Novel chromatographic purification of succinic acid from whey fermentation broth by anionic exchange resins.

Replacement of the petroleum-based refineries with the biorefinery is regarded as an essential step towards a "zero" waste (circular) economy. Biobased succinic acid (SA) is listed by the United States Department of Energy among the top ten chemicals with the potential to replace chemicals from petroleum synthesis with renewable sources. Purification of bio-based succinic acid from fermentation by-products such as alcohols, formic acid, acetic acid and lactic is a major drawback of fermentative SA production. This study addresses this issue through a novel chromatographic separation using three distinct anionic resins: Amberlite IRA958 Cl (strong base anion exchange resin), Amberlite HPR 900 OH (strong base anion exchange resin) and Amberlyst A21 (week base anion exchange resin). The influence of process variables such as flow rate (0.18 BV/h, 0.42 BV/h and 0.84 BV/h), eluent concentration (1%, 5% and 10% HCl) and temperature (20, 30 and 40 °C) were investigated. The results indicated SA separation efficiency of 76.1%, 69.3% and 81.2% for Amberlyst A21, Amberlite HPR 900 OH and Amberlite IRA958 Cl, respectively. As the regenerant HCl concentration increased from 1 to 10%, calculated succinic acid separation efficiencies decreased from 80.3 to 70.7%. Notably, as the regenerant strength increased from 1 to 10%, the total amount of organic acids desorbed from the resin sharply increased. At operation temperatures of 20, 30 and 40 °C, SA separation efficacies were 81.2%, 73.9% and 76.4%, respectively. The insights from this study will be of great value in design of chromatographic separation systems for organic acids.

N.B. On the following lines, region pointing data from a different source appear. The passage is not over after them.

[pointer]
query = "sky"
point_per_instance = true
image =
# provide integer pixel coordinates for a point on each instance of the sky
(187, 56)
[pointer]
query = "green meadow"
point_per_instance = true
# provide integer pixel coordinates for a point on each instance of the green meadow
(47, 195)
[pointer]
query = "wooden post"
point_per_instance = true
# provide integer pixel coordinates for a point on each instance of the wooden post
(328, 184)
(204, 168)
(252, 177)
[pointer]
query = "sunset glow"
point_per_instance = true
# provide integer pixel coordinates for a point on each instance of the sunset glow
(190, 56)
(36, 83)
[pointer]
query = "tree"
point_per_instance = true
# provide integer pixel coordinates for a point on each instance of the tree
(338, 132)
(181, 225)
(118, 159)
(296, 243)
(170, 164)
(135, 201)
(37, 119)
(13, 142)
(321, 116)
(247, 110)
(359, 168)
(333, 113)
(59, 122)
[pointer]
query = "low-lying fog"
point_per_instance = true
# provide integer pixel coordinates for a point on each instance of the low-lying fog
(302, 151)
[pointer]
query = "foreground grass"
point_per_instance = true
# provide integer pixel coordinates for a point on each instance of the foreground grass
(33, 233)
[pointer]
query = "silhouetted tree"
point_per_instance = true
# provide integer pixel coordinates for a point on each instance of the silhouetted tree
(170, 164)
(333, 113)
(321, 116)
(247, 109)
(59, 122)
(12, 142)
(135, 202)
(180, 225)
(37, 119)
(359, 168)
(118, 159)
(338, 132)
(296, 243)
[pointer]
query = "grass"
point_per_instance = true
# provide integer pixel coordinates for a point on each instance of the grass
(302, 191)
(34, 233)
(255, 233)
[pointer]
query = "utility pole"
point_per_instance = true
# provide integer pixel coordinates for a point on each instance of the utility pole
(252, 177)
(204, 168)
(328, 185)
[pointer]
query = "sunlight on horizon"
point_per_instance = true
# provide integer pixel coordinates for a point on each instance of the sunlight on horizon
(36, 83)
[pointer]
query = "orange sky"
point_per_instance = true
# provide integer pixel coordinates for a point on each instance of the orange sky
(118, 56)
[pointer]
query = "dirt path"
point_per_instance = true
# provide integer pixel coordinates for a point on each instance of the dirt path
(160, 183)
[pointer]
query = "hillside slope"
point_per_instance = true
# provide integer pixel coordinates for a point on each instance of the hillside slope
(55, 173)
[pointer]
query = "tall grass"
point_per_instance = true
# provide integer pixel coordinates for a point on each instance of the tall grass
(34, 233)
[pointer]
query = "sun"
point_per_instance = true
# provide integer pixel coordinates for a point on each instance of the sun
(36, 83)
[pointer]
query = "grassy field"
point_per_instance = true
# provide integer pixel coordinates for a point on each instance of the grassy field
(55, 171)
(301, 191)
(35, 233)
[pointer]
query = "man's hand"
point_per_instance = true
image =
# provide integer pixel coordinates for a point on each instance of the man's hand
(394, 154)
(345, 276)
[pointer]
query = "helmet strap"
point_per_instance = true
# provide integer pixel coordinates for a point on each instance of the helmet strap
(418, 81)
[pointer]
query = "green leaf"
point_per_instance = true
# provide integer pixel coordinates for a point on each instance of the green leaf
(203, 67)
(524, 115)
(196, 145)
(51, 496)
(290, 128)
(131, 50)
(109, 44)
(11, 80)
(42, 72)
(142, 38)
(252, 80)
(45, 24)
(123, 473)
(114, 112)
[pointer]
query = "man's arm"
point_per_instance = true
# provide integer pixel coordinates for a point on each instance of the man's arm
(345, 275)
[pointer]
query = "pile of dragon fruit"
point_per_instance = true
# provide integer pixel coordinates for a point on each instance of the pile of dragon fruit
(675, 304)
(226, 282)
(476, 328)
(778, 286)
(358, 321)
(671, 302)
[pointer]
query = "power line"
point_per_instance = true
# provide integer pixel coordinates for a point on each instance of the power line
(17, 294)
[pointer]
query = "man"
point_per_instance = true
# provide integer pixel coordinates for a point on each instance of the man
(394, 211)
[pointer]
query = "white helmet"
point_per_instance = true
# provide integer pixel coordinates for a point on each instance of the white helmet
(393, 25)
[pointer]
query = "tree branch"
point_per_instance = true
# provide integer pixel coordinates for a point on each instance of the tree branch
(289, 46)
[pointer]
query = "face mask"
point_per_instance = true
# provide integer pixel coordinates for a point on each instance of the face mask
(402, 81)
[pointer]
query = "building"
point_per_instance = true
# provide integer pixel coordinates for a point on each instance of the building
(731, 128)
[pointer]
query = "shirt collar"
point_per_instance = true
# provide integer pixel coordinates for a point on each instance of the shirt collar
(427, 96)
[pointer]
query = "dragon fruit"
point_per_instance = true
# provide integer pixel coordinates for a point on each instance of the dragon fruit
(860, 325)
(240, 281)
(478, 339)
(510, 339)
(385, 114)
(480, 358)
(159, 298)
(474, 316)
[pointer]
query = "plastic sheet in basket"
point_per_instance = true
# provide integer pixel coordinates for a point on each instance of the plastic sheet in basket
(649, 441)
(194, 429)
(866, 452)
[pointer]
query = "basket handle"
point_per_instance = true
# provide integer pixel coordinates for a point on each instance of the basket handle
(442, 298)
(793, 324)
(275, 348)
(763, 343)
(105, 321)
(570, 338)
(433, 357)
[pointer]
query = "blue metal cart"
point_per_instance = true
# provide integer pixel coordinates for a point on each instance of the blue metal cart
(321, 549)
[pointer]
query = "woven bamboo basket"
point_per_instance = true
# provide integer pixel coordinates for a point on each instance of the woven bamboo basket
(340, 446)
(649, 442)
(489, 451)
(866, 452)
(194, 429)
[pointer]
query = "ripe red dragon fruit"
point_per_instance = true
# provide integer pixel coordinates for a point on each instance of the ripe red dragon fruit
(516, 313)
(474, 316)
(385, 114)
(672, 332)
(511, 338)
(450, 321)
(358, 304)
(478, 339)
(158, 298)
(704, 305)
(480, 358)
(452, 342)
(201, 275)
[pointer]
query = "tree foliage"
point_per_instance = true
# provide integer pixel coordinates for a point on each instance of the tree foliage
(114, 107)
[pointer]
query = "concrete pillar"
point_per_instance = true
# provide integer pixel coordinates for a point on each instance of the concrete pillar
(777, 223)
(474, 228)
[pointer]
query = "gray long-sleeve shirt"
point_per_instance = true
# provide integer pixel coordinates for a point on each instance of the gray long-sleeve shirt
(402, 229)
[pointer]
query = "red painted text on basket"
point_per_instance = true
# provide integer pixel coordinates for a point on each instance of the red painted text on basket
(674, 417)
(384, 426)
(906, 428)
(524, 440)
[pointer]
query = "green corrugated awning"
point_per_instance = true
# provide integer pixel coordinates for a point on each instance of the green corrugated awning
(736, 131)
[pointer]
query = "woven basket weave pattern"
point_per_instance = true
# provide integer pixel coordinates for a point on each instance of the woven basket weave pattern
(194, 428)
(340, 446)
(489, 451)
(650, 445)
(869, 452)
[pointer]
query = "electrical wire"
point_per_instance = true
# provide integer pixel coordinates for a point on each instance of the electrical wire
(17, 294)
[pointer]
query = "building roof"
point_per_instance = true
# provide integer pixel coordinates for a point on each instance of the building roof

Batch fermentation of succinic acid from cheese whey by Actinobacillus succinogenes under variant medium composition.

Bio-based succinic acid production has attracted global attention since its consideration as a potential replacement to petroleum-based platform chemicals. This study used three different CO2 sources, namely NaHCO3, K2CO3 and MgCO3 for fermentation of succinic acid (SA) by Actinobacillus succinogenes under three distinct substrate conditions i.e. lactose, whey and whey devoid of any supplements. Batch experiments were performed in both anaerobic flasks and 5L benchtop fermenter. SA fermentation in anaerobic flasks was unfettered by supplementary nutrients. However, fermentation in the benchtop fermenter devoid of supplementary nutrients resulted into 42% reduction in SA yield as well as lower SA productivities. Furthermore, a significant reduction of cell growth occurred in anerobic flasks at pH < 6.0, and complete termination of bacterial activity was noted at pH < 5.3. The highest SA titer, yield and productivity of 15.67 g/L, 0.54 g/g and 0.33 g/L/h, respectively, was recorded from whey fermentation with MgCO3. The present study further highlights significant inhibitory effect of K2CO3 buffered medium on Actinobacillus succinogenes. Thus, we can claim that environmental pollution as well as costs of SA production from whey can be reduced by leveraging on whey residual nutrients to support the activity of Actinobacillus succinogenes.